La paraula 'progrés'.
“La visión de un salvaje desnudo en su tierra nativa es un hecho que nunca se olvida. Nunca olvidaré el asombro que sentí al ver por primera vez una partida de fueguinos en una orilla indómita y agreste, puesto que de inmediato me vino a la mente la reflexión de que aquellos eran nuestros antepasados. Aquellos hombres iban desnudos y embadurnados con pinturas; su largo pelo estaba enmarañado; echaban espuma por la boca de excitación y su expresión era salvaje, asustada y desconfiada. Apenas disponían de artes y como animales salvajes, vivían de lo que capturaban; no tenían gobierno y se hallaban a merced de cualquier otro que no perteneciera a su pequeña tribu.”Charles Darwin
Y dado que la innovación y el progreso se consideraban algo inevitable y muy deseable por parte de los evolucionistas del siglo XIX, la etiqueta civilización anunciaba a bombo y platillo la superioridad, moral, institucional, intelectual y tecnológica de los mismos que la inventaron e hicieron de ella la piedra angular de unos esquemas evolutivos que lo abarcaban todo.

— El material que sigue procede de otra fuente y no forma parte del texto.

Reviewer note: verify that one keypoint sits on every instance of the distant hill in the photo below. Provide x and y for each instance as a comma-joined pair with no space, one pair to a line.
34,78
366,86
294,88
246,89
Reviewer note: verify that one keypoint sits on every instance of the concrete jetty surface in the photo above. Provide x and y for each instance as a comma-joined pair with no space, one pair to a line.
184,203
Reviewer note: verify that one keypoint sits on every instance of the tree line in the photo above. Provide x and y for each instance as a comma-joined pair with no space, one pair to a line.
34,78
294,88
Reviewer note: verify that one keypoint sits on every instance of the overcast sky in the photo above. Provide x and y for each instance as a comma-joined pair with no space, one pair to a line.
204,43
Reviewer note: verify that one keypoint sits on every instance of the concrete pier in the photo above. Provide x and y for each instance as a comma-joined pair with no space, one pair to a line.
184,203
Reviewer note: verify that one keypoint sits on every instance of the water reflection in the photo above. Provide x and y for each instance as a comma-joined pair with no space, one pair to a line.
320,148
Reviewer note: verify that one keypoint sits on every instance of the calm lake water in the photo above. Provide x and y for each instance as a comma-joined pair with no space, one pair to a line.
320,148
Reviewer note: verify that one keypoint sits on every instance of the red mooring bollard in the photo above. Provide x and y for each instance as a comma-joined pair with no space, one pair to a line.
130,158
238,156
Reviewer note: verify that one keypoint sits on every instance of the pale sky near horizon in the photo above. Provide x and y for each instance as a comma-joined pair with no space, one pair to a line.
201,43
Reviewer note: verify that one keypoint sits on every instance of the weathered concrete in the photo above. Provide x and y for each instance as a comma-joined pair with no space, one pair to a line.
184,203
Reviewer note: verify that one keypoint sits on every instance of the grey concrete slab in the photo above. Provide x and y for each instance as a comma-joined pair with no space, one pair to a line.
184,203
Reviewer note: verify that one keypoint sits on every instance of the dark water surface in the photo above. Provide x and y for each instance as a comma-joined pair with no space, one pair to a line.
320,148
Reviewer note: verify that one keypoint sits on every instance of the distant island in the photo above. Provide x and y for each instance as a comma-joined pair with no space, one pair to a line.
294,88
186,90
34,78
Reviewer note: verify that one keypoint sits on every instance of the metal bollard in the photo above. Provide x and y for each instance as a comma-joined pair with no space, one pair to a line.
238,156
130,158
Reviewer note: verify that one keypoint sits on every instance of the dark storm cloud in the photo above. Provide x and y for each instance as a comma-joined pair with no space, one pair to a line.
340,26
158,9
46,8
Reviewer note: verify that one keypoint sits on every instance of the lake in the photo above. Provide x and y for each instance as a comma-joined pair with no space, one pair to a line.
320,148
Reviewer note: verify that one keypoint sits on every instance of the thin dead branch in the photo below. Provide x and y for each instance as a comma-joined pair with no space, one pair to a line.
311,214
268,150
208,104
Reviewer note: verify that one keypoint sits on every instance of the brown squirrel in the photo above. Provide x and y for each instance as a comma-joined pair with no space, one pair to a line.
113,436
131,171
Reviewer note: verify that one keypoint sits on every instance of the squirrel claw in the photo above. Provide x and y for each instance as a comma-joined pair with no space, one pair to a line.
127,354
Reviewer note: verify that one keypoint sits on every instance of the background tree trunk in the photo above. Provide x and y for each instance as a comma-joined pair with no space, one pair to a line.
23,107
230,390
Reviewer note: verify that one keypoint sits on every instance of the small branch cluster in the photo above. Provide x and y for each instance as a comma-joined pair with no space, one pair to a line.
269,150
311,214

Puede que los fueguinos que Darwin vio no tuvieran una forma de gobierno en el sentido que entonces imperaba en Europa, pero ciertamente disponían de medios complejos y efectivos para regular su vida social y política. No hay nada teleológico en la evolución cultural, ni existe nada inevitablemente universal en la aparición de las civilizaciones o de cualquier otro tipo de orden social, y nada que distinga a una cultura como superior en términos creativos o morales respecto al resto.
La promesa del paraíso
En nuestra cultura occidental la fe en el progreso perpetuo nace del cristianismo, al crear esta religión la promesa de un mundo mejor (el paraíso), tras la muerte, una ficción de redención y salvación para los elegidos, para los que tienen fe en Dios; esta visión sustituye a la idea del eterno retorno, una teoría cíclica del tiempo y de los movimientos rítmicos muy enlazada con la realidad (el día y la noche, las estaciones, los ciclos de la luna…).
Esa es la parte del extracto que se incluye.